Shorter version: For-sale signs on every block and not a buyer in sight.

Congress and federal officials think this scenario demands tax credits and stricter rules regarding the foreclosure process. Klinge says the glut of for-sale homes calls for just the opposite.
,“We don’t need more intervention. We have four-and-a-half percent mortgage rates. We don’t need it,” Klinge said. “Foreclose on everybody, give me something to sell, and get out of my way. It would be a fire sale.”

Klinge’s enthusiasm has its downside. According to Cavanaugh, “If you see another 25% drop in house prices, you’re going to see a lot more underwater people defaulting.” But that’s not necessarily a bad thing. “Foreclosure is absolutely a legitimate way to conclude a business deal that has gone bad for both parties,” he said.

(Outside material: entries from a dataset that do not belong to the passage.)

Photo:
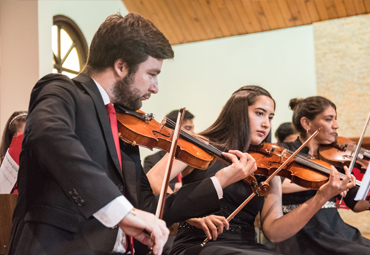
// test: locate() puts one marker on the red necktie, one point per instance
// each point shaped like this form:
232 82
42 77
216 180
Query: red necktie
113 124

“All the social harms or externalities or ‘impact on the neighborhood’ you hear about? That is all straightup bullshit,” he continued. “Crime rates are lower than they were at the start of the crisis, there is no evidence that houses priced at market-clearing levels are failing to sell, [and] the army of zombie squatters has not materialized. Neighborhoods are managing to ‘heal’ just fine.”

The smartest way to use tax dollars, added Cavanaugh, “would be to encourage both banks and borrowers to wrap up the foreclosure process as quickly as possible. Right now banks are failing to foreclose on defaults because they don’t want to deal with the expense of putting the house back on market and take the loss when it sells at a low price.”

At that point, realtors like Klinge would do what they do best. “I think it’s mostly because I was around in the 90s that I remember what to do when this happens,” the brash Sand Diego realtor said. “You got to lower your price. Most people got into this business in the last 10 years when it was gravy, and what you get is an entire industry of people who have no idea how to sell houses.”

And how exactly would he do that?

“I have a great rule of thumb,” Klinge said. “if people are coming around making offers, the price is about right. If people are coming around, but not making offers, your price is wrong by about 5-10%. If nobody’s coming around, you’re off by more than 10%.”